Rules implemented by the Ohio Department of Development allow only one site per county to receive state monies to build shell or spec buildings that prospective businesses can easily transform. Currently those funds have all gone to The Point while Ironton has been left on the outside looking in for the past seven years.
“When you have available buildings that are established, it becomes very stiff competition,” Dickens explained on The Point’s current advantage.
That could change here in the next year or so.
Twice in the past four months, letters from both the Lawrence Economic Development Corporation and Lawrence County Commissioners have been sent to the Ohio Department of Development asking for a variance in funding caps.
The request has yet to be acted on.
Also, with the Ironton Port Authority as owners of the Ironton Industrial Park, the volunteer-appointed agency does not have a full time member devoted to the property like The Point has with director Jeremy Clay.
Dickens said that also “could be changing in future months.”
Future of business
All is not lost for the Ironton Industrial Park though.
Mi-De-Con, Inc. recently purchased property on the southern tip of the parcel to use as storage and interest still arrives frequently while the site is being marketed heavily, Dickens said.
The IPA is even in discussions with a major player in commercial real estate development. On August 5, the IPA will meet with officials from Grubb and Ellis to tour the site and discuss its options.

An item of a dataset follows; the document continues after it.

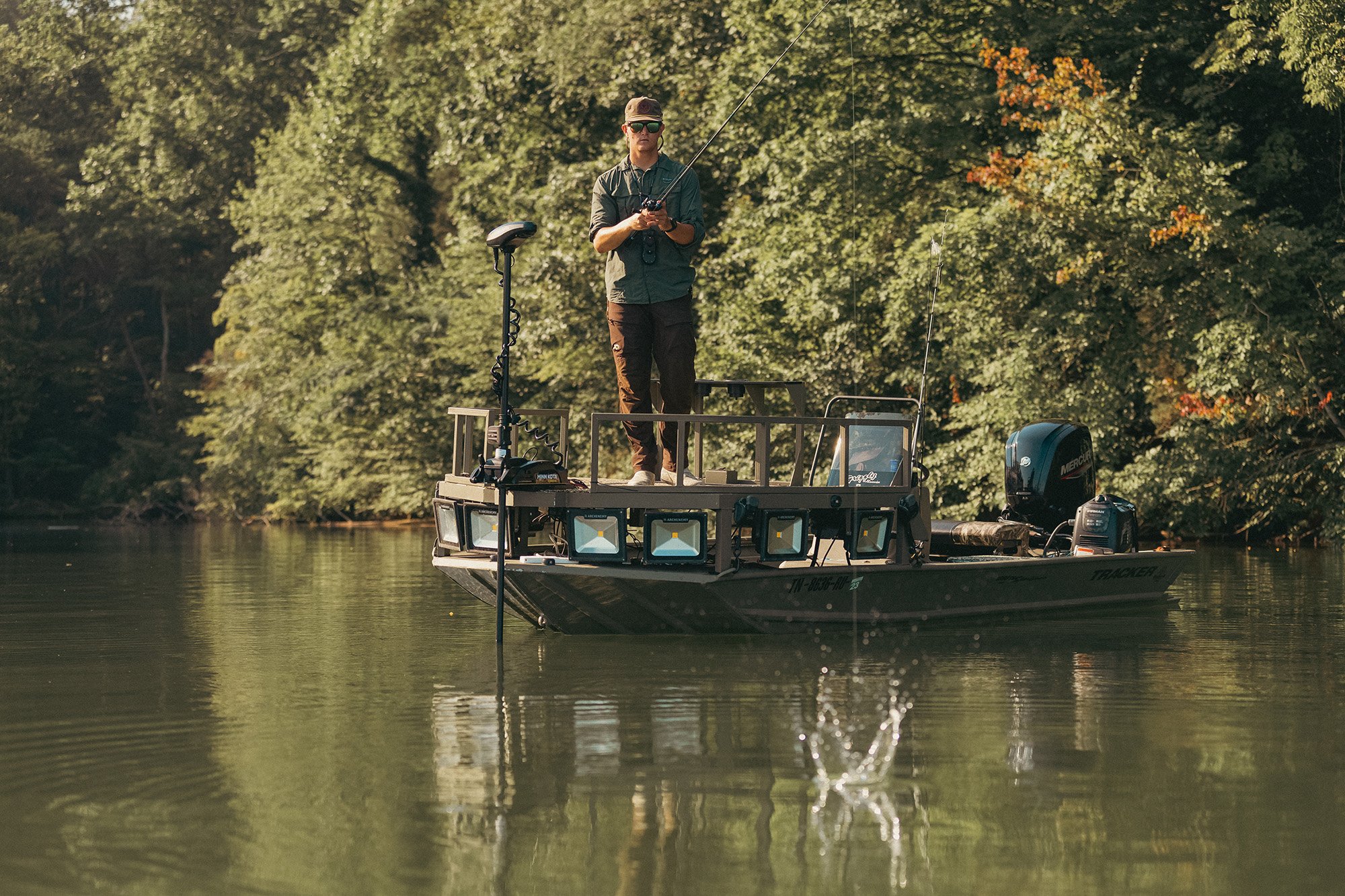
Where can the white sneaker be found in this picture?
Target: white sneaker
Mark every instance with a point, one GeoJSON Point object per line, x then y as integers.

“The word is out there,” Dickens said. “The property is well engineered and is well suitable for construction.”
While not having Commerce Drive fully completed or not having sewer or utilities in many parts of the industrial park continues to be a hindrance without the block grant funds needed for construction, Dickens believes Ironton will find the right client or clients for the property.
“This property is very easy to develop,” Dickens said. “We have looked and continue to look at everything we can think of.”